Dermabrasion

Dermabrasion and dermaplaning help to "refinish" the skin's top layers through a method of controlled surgical scraping. The treatments soften the sharp edges of surface irregularities, giving the skin a smoother appearance.

  • Dermabrasion

Dermabrasion is most often used to improve the look of facial skin left scarred by accidents or previous surgery, or to smooth out fine facial wrinkles. It's also sometimes used to remove the pre-cancerous growths called keratoses. Dermaplaning is also commonly used to treat deep acne scars.

Both dermabrasion and dermaplaning can be performed on small areas of skin or on the entire face. They can be used alone, or in conjunction with other procedures such as facelift, scar removal or revision, or chemical peel.

Risks and recovery

Dermabrasion and dermaplaning are normally safe when they're performed by a qualified, experienced board-certified physician. The most common risk is a change in skin pigmentation. Permanent darkening of the skin may occur in some patients due to sun exposure in the days or months following surgery.
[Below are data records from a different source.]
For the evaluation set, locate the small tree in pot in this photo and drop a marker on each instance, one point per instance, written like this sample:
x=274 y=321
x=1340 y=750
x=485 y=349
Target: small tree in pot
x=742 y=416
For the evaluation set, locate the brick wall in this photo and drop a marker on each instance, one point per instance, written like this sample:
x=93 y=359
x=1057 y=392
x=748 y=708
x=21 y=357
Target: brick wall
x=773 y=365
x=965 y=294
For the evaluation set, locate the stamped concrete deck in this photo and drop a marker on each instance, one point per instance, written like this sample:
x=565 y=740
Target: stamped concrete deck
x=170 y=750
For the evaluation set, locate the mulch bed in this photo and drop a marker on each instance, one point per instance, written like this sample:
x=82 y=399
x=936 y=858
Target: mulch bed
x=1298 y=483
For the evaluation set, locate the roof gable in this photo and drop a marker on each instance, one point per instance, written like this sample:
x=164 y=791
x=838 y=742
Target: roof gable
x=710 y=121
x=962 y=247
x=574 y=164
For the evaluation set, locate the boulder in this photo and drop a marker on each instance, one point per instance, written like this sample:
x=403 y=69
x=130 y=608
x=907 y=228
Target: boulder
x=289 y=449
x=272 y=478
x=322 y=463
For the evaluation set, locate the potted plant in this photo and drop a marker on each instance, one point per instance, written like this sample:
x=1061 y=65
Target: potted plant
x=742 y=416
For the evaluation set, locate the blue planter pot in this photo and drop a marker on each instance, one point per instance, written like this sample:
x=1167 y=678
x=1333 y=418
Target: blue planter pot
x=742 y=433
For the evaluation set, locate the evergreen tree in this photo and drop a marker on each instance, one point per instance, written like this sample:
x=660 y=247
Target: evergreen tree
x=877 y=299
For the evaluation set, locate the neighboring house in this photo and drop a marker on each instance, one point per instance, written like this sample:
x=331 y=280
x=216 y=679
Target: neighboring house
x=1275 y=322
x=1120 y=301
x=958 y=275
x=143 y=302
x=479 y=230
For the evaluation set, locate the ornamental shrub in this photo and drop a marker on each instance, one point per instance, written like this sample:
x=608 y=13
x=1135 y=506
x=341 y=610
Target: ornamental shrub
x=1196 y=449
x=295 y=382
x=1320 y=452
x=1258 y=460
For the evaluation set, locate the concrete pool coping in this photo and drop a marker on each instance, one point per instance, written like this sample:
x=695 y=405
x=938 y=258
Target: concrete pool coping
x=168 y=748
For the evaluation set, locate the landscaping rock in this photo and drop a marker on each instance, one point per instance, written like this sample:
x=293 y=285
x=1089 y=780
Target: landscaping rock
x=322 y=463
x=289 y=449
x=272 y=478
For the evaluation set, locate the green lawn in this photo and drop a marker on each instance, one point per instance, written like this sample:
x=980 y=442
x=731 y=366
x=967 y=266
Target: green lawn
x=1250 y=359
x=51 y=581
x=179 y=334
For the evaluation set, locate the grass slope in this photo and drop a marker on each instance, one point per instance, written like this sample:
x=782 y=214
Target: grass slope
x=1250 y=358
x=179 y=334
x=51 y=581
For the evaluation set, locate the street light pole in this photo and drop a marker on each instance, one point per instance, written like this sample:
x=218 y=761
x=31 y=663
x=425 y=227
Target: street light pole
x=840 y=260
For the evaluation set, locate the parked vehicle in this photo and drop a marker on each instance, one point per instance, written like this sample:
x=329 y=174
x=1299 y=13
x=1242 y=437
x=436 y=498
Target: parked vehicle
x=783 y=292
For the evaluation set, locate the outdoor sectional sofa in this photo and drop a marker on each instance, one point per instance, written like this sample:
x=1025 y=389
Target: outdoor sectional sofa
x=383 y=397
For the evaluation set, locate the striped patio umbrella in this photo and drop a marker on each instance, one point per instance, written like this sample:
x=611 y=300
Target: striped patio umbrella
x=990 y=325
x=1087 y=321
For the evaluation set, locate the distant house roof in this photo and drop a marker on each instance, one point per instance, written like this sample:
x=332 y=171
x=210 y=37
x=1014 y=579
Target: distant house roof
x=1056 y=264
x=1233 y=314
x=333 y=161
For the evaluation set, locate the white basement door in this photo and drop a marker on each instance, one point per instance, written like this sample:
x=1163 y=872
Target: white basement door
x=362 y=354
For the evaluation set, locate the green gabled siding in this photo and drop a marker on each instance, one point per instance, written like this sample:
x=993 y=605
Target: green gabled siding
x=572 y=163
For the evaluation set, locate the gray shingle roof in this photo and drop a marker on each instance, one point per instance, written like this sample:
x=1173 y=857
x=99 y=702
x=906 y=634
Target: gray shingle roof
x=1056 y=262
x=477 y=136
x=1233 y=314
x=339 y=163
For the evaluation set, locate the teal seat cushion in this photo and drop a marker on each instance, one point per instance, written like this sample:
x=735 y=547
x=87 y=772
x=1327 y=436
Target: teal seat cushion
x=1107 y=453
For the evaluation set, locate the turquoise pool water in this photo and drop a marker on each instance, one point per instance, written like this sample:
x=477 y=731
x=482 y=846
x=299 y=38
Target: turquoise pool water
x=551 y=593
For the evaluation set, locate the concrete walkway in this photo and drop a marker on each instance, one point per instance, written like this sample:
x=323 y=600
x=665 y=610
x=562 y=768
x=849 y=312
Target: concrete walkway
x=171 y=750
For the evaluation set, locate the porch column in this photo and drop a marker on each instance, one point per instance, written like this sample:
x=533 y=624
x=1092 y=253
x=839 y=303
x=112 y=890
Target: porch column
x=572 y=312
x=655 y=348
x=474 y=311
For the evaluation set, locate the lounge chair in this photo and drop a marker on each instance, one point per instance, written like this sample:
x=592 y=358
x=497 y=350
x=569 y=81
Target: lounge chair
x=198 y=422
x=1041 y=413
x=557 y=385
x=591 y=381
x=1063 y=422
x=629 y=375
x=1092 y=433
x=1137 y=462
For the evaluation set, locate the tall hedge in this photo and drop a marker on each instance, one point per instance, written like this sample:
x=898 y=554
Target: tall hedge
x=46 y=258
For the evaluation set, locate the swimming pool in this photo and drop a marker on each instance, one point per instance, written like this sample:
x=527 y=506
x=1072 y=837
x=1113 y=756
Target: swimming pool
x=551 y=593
On the other hand, some patients find the treated skin remains a little lighter or blotchy in appearance.

You may develop tiny whiteheads after surgery. These usually disappear on their own, or with the use of an abrasive pad or soap (the surgeon may have to remove them occasionally). You may also develop enlarged skin pores; these usually shrink to near normal size once the swelling has subsided.

While infection and scarring are rare with skin-refinishing treatments, they are possible. Some individuals develop excessive scar tissue (keloid or hypertrophic scars); these are usually treated with the application or injection of steroid medications to soften the scar.

You can reduce your risks by choosing a qualified plastic surgeon and closely following his or her advi

Where Your Surgery Will Be Performed

Your treatment may be performed in a surgeon's office-based facility, an outpatient surgery center, or a hospital. It's usually done on an outpatient basis, for cost containment and convenience. However, if you're undergoing extensive work, you may be admitted to the hospital.

Types of Anesthesia

Dermabrasion and dermaplaning may be performed under local anesthesia, which numbs the area, combined with a sedative to make you drowsy. You'll be awake but relaxed, and will feel minimal discomfort. Sometimes a numbing spray, such a freon, is used along with or instead of local anesthesia. In more severe cases, your surgeon may prefer to use general anesthesia, in which case you'll sleep through the procedure.

The Surgery

Dermabrasion and dermaplaning can be performed fairly quickly. The procedures usually take anywhere from a few minutes to an hour and a half, depending on how large an area of skin is involved. It's not uncommon for the procedure to be performed more than once, or in stages, especially when scarring is deep or a large area of skin is involved.

In dermabrasion, the surgeon scrapes away the outermost layer of skin with a rough wire brush, or a burr containing diamond particles, attached to a motorized handle. The scraping continues until the surgeon reaches the safest level that will make the scar or wrinkle less visible.

In dermaplaning, the surgeon uses a hand-held instrument called a dermatome. Resembling an electric razor, the dermatome has an oscillating blade that moves back and forth to evenly "skim" off the surface layers of skin that surround the craters or other facial defects. This skimming continues until the lowest point of the acne scar becomes more even with the surrounding skin.

The surgeon may then treat the skin in a number of ways, including ointment, a wet or waxy dressing, dry treatment, or some combination of these.